Sentiment Analysis Research: Leveraging Email to Identify Insider Threats
The insider threat is a historic problem with challenges that evolve as quickly as technology. Today, Insider Threat/Risk Programs are adapting their tools to capture and analyze the computer use of every individual in their organization. To-date one of the least leveraged cyber sensors is email text. The reasoning includes: privacy concerns, the massive amounts of additional data, and a lack of ability to efficiently mine the data for potential risk indicators. Mature Insider Threat/Risk Programs are not interested in simple dirty word searches and general disgruntlement, as neither are specific enough for their needs. In response, sentiment analysis has been proposed as an alternative to identify potential insider threats.
There is vast research literature on sentiment analysis of text, including email, for purposes other than insider threat detection. Much of this research focuses on general positive and negative sentiment categories, which are too broad for insider threat analyses. At the time of the study, there were few tools available or in development claiming to identify insider threats via sentiment analysis of email text. The challenge for both vendors and consumers is determining the tools’ effectiveness when there is no ground truth of known bad data.

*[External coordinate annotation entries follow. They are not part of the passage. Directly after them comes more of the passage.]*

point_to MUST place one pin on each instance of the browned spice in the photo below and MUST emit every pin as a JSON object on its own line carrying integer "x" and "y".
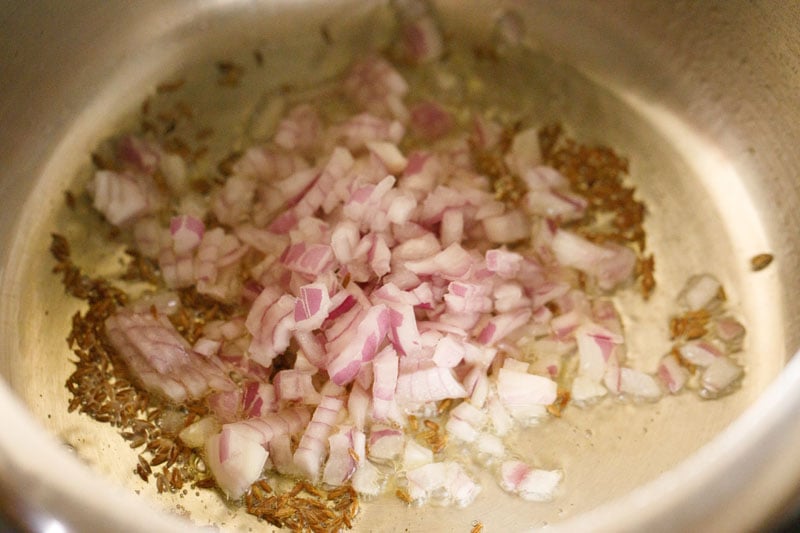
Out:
{"x": 562, "y": 399}
{"x": 598, "y": 174}
{"x": 170, "y": 86}
{"x": 760, "y": 262}
{"x": 101, "y": 386}
{"x": 304, "y": 507}
{"x": 690, "y": 325}
{"x": 229, "y": 73}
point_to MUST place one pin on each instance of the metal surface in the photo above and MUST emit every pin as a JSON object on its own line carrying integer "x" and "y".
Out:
{"x": 702, "y": 97}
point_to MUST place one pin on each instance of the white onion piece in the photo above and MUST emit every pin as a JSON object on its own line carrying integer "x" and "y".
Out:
{"x": 311, "y": 307}
{"x": 446, "y": 482}
{"x": 525, "y": 395}
{"x": 500, "y": 418}
{"x": 313, "y": 444}
{"x": 161, "y": 358}
{"x": 416, "y": 455}
{"x": 531, "y": 484}
{"x": 258, "y": 399}
{"x": 235, "y": 460}
{"x": 700, "y": 291}
{"x": 187, "y": 232}
{"x": 196, "y": 434}
{"x": 428, "y": 385}
{"x": 121, "y": 198}
{"x": 341, "y": 463}
{"x": 293, "y": 385}
{"x": 367, "y": 479}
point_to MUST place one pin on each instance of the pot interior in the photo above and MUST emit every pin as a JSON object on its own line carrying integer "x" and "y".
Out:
{"x": 708, "y": 211}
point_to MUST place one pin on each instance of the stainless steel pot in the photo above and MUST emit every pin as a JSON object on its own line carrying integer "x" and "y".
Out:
{"x": 704, "y": 97}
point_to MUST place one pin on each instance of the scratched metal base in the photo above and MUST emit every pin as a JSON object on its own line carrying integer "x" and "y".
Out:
{"x": 700, "y": 172}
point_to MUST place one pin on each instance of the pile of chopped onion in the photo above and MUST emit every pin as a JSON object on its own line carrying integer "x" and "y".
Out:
{"x": 394, "y": 283}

To help tackle the challenge, MITRE conducted a research study examining two important research questions: Can we proactively identify, via email content analysis, employees who might become insider threats (i.e., sufficient meaningful content)? Can current sentiment analysis of text tools efficiently identify these potential insider threats? The MITRE team identified a large, good quality email corpus (1086 individual users, 22,644 email threads), created an insider risk focused sentiment codebook, and created an easy annotating tool and database. The MITRE behavioral scientists and insider threat SMEs hand-coded the email corpus and then analyzed the performance of existing software tools against the human-coded corpus. We found the precision and recall performance of five text analysis tools to be below the needs of the insider threat community. The psycholinguistics necessary to identify specific kinds of negative sentiment was not advanced enough for deployment across Insider Threat/Risk Programs.